Brooklyn Eagle, May 31, 1872
The Brooklyn Chess Club Reorganized. - The adjourned meeting of chess players of this city was held in the Directors' Room of the Mercantile Library, on Saturday night, and after a lengthy discussion of the subjects brought up before the meeting, a regular organization of the new Brooklyn Chess Club was effected, and the new club propose to play their inaugural games in their Chess Rooms, in the Library building, on Saturday night next. The report of the Committee on Conference was receive and acted upon, and also that of the Committee on Constitution and By-Laws, the latter of which was taken by sections, and adopted as amended.
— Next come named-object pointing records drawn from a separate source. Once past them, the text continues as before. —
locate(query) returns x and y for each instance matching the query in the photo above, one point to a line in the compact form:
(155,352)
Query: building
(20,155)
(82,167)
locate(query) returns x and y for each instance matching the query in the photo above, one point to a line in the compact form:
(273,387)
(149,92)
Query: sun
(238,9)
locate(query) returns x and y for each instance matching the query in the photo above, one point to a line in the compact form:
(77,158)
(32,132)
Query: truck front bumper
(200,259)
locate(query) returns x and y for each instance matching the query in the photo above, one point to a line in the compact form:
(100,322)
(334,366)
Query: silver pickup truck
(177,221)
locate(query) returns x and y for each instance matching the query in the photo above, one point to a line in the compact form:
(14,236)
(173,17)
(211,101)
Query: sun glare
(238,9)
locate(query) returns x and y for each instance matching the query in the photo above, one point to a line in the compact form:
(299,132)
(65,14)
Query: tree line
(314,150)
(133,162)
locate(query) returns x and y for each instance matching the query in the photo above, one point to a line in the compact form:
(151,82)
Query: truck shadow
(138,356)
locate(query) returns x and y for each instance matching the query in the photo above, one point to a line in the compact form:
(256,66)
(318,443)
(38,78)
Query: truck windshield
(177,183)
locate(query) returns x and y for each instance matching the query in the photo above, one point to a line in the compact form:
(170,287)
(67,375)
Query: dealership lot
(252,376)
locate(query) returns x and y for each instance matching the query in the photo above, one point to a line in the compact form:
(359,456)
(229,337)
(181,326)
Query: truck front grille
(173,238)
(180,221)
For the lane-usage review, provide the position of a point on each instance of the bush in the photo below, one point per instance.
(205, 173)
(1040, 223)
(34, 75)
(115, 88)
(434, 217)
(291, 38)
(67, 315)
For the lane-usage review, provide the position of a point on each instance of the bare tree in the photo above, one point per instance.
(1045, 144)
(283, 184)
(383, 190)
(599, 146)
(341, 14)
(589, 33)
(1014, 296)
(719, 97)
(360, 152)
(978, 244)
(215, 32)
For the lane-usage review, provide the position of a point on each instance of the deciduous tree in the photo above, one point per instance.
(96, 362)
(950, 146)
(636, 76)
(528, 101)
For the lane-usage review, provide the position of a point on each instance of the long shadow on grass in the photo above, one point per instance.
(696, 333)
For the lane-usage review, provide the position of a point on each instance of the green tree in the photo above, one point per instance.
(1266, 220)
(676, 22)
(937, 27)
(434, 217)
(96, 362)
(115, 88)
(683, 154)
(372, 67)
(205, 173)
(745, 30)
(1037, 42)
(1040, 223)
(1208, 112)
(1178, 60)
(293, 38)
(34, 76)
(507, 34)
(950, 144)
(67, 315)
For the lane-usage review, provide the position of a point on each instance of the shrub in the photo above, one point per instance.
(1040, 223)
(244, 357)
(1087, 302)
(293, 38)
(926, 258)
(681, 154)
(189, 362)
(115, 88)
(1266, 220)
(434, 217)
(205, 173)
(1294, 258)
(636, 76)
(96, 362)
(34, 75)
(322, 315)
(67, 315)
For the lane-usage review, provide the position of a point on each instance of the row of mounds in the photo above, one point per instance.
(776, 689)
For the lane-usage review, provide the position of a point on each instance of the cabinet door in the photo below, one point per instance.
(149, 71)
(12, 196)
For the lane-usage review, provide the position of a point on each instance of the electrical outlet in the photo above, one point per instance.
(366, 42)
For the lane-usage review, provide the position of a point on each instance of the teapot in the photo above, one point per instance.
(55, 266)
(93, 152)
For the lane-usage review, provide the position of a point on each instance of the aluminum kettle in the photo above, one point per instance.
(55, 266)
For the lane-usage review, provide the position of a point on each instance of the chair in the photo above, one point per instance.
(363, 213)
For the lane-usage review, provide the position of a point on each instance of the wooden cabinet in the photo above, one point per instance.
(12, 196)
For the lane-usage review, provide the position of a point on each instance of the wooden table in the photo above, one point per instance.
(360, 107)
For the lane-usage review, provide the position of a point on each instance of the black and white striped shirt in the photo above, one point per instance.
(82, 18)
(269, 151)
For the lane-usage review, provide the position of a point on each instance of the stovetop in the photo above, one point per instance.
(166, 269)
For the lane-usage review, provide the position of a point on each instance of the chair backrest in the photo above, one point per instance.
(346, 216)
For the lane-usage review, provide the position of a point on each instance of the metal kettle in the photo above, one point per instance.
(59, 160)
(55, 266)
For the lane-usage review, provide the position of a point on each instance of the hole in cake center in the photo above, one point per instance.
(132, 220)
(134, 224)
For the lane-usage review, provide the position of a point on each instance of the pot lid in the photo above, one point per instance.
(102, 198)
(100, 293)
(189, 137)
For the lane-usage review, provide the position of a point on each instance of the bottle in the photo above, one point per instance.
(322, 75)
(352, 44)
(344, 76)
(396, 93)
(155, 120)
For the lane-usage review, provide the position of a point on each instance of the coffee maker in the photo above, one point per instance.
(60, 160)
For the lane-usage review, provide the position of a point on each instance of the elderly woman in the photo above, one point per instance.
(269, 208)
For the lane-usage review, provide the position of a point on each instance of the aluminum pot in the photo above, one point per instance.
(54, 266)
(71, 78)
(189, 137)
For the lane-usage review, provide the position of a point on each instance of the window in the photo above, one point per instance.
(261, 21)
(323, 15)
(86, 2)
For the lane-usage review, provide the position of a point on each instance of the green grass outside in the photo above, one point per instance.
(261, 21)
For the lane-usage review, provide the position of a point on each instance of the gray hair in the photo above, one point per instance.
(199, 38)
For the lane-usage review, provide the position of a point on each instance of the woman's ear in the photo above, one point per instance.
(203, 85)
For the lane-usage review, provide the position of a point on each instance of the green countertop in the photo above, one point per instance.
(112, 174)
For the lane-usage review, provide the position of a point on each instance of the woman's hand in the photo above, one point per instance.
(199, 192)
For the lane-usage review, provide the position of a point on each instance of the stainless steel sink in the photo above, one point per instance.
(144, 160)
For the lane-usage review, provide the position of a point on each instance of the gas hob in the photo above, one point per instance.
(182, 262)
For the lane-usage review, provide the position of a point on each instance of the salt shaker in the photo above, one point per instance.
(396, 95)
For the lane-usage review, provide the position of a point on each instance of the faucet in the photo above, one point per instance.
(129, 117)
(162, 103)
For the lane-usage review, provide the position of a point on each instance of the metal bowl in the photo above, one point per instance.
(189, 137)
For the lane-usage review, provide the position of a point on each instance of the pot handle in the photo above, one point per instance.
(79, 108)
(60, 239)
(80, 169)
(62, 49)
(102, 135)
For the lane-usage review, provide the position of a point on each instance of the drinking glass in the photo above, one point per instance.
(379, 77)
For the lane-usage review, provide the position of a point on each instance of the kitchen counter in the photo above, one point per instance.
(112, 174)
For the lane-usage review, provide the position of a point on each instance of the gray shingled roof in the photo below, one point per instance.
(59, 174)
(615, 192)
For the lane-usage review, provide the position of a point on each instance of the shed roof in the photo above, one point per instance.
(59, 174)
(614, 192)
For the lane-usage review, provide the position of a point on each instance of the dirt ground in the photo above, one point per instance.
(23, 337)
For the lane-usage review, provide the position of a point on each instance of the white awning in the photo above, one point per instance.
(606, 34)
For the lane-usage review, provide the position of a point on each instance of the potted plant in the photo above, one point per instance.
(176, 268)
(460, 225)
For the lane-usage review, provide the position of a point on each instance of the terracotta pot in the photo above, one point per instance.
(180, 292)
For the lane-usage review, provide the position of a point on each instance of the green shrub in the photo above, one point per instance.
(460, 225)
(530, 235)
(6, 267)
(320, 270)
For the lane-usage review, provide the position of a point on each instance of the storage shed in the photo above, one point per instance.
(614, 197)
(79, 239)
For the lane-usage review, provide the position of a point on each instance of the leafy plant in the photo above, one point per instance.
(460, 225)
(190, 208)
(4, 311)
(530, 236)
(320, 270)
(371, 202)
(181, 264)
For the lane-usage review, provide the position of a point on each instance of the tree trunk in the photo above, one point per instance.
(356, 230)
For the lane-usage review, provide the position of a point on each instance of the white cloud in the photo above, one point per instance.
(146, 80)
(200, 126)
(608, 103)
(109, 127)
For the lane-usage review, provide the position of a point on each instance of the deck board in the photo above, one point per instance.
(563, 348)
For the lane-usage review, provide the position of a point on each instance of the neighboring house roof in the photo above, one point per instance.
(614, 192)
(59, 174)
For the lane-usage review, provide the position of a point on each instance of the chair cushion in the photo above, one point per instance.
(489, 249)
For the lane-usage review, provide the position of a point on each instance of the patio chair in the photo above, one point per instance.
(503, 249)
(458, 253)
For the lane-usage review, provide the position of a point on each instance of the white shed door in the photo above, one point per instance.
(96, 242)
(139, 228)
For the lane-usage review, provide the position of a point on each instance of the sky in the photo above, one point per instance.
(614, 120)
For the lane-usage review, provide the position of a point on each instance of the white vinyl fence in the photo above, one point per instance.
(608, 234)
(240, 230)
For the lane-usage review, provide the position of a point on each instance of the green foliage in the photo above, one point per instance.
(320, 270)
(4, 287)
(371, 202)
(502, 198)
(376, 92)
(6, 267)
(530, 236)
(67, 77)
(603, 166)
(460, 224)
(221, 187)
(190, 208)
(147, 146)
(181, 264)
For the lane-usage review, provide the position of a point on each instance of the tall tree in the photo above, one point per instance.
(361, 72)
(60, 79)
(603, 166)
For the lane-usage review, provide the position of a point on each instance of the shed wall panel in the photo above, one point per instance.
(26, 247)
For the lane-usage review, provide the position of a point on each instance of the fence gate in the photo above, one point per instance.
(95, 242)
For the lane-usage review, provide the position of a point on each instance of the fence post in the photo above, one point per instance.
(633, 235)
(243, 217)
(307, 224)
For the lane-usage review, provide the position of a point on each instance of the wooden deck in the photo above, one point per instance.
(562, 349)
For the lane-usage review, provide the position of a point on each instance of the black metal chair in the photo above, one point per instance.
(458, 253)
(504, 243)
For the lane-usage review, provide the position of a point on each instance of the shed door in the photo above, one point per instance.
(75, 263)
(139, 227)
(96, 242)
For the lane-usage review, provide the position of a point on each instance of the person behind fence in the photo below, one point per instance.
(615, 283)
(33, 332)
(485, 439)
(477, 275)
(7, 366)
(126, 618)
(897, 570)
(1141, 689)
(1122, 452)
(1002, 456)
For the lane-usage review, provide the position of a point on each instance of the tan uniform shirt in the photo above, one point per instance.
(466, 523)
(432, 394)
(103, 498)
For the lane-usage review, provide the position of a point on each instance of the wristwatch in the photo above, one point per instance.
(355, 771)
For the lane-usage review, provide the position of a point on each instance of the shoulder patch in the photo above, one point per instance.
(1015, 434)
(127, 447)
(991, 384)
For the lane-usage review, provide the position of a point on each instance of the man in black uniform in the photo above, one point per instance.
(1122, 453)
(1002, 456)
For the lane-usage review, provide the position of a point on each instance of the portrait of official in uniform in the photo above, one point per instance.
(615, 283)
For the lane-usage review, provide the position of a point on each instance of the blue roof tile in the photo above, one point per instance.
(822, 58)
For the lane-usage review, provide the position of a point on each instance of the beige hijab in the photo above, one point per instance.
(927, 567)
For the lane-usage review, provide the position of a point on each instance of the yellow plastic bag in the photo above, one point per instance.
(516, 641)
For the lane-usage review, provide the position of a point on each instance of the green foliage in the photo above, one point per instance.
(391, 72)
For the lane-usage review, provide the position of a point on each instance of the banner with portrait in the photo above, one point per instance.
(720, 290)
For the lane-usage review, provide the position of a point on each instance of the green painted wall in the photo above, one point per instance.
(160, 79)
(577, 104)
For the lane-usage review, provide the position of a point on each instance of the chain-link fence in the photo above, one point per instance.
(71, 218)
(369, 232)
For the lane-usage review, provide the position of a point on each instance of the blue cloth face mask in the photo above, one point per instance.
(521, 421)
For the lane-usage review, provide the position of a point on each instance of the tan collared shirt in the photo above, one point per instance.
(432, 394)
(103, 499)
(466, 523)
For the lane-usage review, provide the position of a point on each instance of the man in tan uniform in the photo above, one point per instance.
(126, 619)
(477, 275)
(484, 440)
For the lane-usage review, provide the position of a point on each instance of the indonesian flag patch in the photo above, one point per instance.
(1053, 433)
The nominatioons for officers made by the committee were unanimously endorsed, and the elction resulted as follows: President, J. Spencer ; Vice-President, Paul worth ; Secretary, Manuel Munoz ; Treasurer, S. B. Noyes ; Exectutive Committee, Messrs. H. Chadwick, C. A. Gilberg, and B.B. Chittenden, Jr. This committee will have charge of the arrangement of all the club tournament and matches, decide all disputed points on match games, and supervise the club contests generally.
The four officers of the club constitute the Board of Management of the club and they will have general control of the affairs of the club. The annual dues of the club have been fixed at ten dollars a year, which admits to the privilege of the library, reading room and chess club. Yearly subscribers of the library are eligible to membership of the chess club and can become members on the payment of five dollars and on signing the constitution and by-laws of the club. The club room will be accessible to members from 8 a.m. to 10 p.m. daily, Sundays excepted, and members engaged in games will be allowed to occupy the rooms until 11 p.m. Smoking is against the rules of the building, and, of course, is prohibited in the chess rooms during library hours, vis., from 8 a.m until 10 p.m. The reading room of the library is shortly to be opened on Sundays, from 1 to 5 p.m. but the chess rooms will always be closed on the Sabbath. The club is fortunate in securing the co-operation of the genltemen composing the board of management. Mr. Turner is determined to see the club firmly established on the footing which will give it precedence over every other organization of the kind in the country, and he is not a man to hesitate in making any pecuniary sacrifices to secure the success of anything he undertakes, his liberality in these matters being well known. The club will also have Mr. Munoz a valuable worker as secretary, while their executive committee possesses Mr. Gilberry [sic], one of the ablest chess writers and analysts in the country. The annual dues of the club are now payable, and the funds can be handed in to the Secretary at the next meeting, or to the Treasurer, Mr. Noyes, the Librarian of the Mercantile Library. The club propose to have an opening chess reception of members on Saturday, May 25. The next regular meeting of the club will take place on thesecond Saturday of June.